Cecilia Tarrant joined the board in October 2011 and Kathryn Spargo in March 2012, and can't be held quite as culpable.

But in my view, the above four gentlemen and incoming chairman Sir Ralph Norris should have been only too aware of the risk that such a dramatic change of policy carried with it.

One tends to forget that Sir Ralph was a founding director of Fletcher Building from 2001 to 2005, and one of the initial resolutions of that board was to abandon an earlier McKinsey-suggested centralisation project.

Fletcher Holdings/Fletcher Challenge, and Fletcher Building since its creation until the time of Adamson's appointment, had a sound system of corporate support services without depriving the business unit heads of control and accountability for their respective business areas. It is fundamental that if you have to rely on a vital service, it must be excellent and fulfil your needs.

This centralised strategy, FBUnite, was touted as having the potential to save up to $100 million, and was reported as being well on its way to doing so. But one wonders if that is the case. Approximately 50 per cent of Fletcher Building business is offshore, so the savings would have to come from its NZ operations.

For example, it is hard to see labour recruitment being performed, and the legal needs met for Formica's 20 worldwide factories from Penrose.

Did what Adamson has elsewhere called a "slash and burn" approach to head chopping count as an FBUnite saving?


The downsizing revealed in the infamous December 2016 email has received media attention. But Corporate earlier demanded a headcount reduction in late 2013. This resulted in 120 people being laid off in the construction subsidiary which was trying to gear itself up for the boom that was known to be coming.

Money, however, is not the only measure of a policy's success.

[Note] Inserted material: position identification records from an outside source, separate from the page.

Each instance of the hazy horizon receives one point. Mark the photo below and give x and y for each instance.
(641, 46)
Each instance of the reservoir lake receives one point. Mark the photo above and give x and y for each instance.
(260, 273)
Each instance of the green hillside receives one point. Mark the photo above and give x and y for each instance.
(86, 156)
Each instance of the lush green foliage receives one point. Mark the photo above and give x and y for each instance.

In my discussions with the industry and Fletcher personnel, it is clear that right from the time of the introduction of FBUnite and Corporate involvement in business areas' affairs, the morale of the loyal, proud employees of the 110-year-old Fletcher Construction company started to deteriorate.

Despite that lengthy company history, Adamson - in a rare interaction with staff - told them they had to prove they were worth keeping and pressed for higher and higher revenue targets. He was failing to get sufficient growth in the other business areas - especially Formica/ Laminex, and many of the once "golden" Australian operations were being sold off.

That personnel issue is a thing of the past, but the Fletcher Building board and the new CEO must address this strategy of centralisation and proper control of the construction company. Under FBUnite, Fletcher Construction was denied full control of - or not provided with proper assistance for - its finances; health and safety; to some extent purchasing; and the ability to obtain the best outside legal advice. Critically, it had no control of its IT and human resources services.

The manager of the beleaguered Building+Interiors recognised in 2013 that the company didn't have enough people, or the right people, to cope with the forthcoming boom; he voiced concerns but didn't get the support from Corporate, whose responsibility it was under FBUnite to correct that.

When the boom overtook them, the company had neither the skilled people nor the computer programs (again a Corporate responsibility) to control and keep an eye on costs.

There are still some good, hard-working people out there trying to get the work done. However, good, long-service, experienced people are still leaving because Fletcher's Corporate HQ has not provided them with the necessary support and satisfying and pleasant working conditions.

The company is now turning away work on the basis that they have not got the experienced staff.

Given the right company structure and control, many of those who have left would gladly return to what was once such great company.